Title: Entity extraction, animal disease-related event recognition and classification from web
Authors: Volkova, Svitlana
Publication Date: 2010
Graduation Month: August
Type: Thesis
Degree: Master of Science
Department: Department of Computing and Information Sciences
Major Professor: William H. Hsu
Keywords: entity extraction
event recognition and classification
web mining
document classification
named entity recognition
Abstract: Global epidemic surveillance is an essential task for national biosecurity management and bioterrorism prevention. The main goal is to protect the public from major health threads. To perform this task effectively one requires reliable, timely and accurate medical information from a wide range of sources.
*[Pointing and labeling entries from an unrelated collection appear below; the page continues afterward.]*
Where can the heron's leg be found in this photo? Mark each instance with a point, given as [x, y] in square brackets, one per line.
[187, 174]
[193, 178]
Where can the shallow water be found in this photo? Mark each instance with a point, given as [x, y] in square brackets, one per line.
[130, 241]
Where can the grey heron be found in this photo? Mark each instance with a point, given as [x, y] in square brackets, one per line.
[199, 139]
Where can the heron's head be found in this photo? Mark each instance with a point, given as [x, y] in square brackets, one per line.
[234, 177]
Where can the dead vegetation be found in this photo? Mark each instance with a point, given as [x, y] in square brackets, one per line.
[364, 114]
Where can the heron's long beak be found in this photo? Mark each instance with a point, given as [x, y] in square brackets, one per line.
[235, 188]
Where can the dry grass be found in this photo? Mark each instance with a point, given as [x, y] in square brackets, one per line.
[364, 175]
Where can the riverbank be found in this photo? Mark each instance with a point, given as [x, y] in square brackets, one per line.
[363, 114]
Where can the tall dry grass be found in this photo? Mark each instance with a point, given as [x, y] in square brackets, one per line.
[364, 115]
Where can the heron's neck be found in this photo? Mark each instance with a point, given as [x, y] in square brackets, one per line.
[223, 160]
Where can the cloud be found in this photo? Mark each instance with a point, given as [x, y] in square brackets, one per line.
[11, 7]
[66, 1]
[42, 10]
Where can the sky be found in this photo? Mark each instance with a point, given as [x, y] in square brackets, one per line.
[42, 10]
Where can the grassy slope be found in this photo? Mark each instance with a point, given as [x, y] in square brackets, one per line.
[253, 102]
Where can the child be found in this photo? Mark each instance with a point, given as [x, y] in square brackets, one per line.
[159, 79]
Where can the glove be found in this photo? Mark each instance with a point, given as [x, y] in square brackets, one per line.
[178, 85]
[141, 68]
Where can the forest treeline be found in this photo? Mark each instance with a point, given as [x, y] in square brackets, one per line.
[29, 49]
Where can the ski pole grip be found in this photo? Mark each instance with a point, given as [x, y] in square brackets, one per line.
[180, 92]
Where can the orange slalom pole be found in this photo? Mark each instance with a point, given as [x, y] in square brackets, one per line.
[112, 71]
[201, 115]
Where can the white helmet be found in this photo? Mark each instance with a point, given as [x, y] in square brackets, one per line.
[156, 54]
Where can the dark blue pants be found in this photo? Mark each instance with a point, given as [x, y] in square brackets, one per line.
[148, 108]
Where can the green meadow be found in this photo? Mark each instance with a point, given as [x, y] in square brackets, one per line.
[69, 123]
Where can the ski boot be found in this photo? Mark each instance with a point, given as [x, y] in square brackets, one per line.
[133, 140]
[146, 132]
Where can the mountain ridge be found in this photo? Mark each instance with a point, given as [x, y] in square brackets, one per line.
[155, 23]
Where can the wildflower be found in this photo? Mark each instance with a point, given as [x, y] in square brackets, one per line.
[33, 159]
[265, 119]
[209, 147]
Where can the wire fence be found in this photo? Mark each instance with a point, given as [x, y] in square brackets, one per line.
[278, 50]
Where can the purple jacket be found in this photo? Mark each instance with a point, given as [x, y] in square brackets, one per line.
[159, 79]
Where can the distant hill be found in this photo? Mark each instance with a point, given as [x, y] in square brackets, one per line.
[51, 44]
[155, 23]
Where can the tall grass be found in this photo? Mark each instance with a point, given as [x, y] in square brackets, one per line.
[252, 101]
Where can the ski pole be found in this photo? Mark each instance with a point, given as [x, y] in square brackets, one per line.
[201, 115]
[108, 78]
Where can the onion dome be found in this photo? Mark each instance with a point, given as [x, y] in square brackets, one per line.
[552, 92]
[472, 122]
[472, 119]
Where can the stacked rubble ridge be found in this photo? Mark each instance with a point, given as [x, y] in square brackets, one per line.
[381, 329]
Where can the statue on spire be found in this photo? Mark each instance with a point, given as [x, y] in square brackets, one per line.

Towards this goal, we present a framework for epidemiological analytics that can be used to extract and visualize infectious disease outbreaks from the variety of unstructured web sources automatically. More precisely, in this thesis, we consider several research tasks including document relevance classification, entity extraction and animal disease-related event recognition in the veterinary epidemiology domain. First, we crawl web sources and classify collected documents by topical relevance using supervised learning algorithms. Next, we propose a novel approach for automated ontology construction in the veterinary medicine domain. Our approach is based on semantic relationship discovery using syntactic patterns. We then apply our automatically-constructed ontology for the domain-specific entity extraction task. Moreover, we compare our ontology-based entity extraction results with an alternative sequence labeling approach. We introduce a sequence labeling method for the entity tagging that relies on syntactic feature extraction using a sliding window. Finally, we present our novel sentence-based event recognition approach that includes three main steps: entity extraction of animal diseases, species, locations, dates and the confirmation status n-grams; event-related sentence classification into two categories - suspected or confirmed; automated event tuple generation and aggregation. We show that our document relevance classification results as well as entity extraction and disease-related event recognition results are significantly better compared to the results reported by other animal disease surveillance systems.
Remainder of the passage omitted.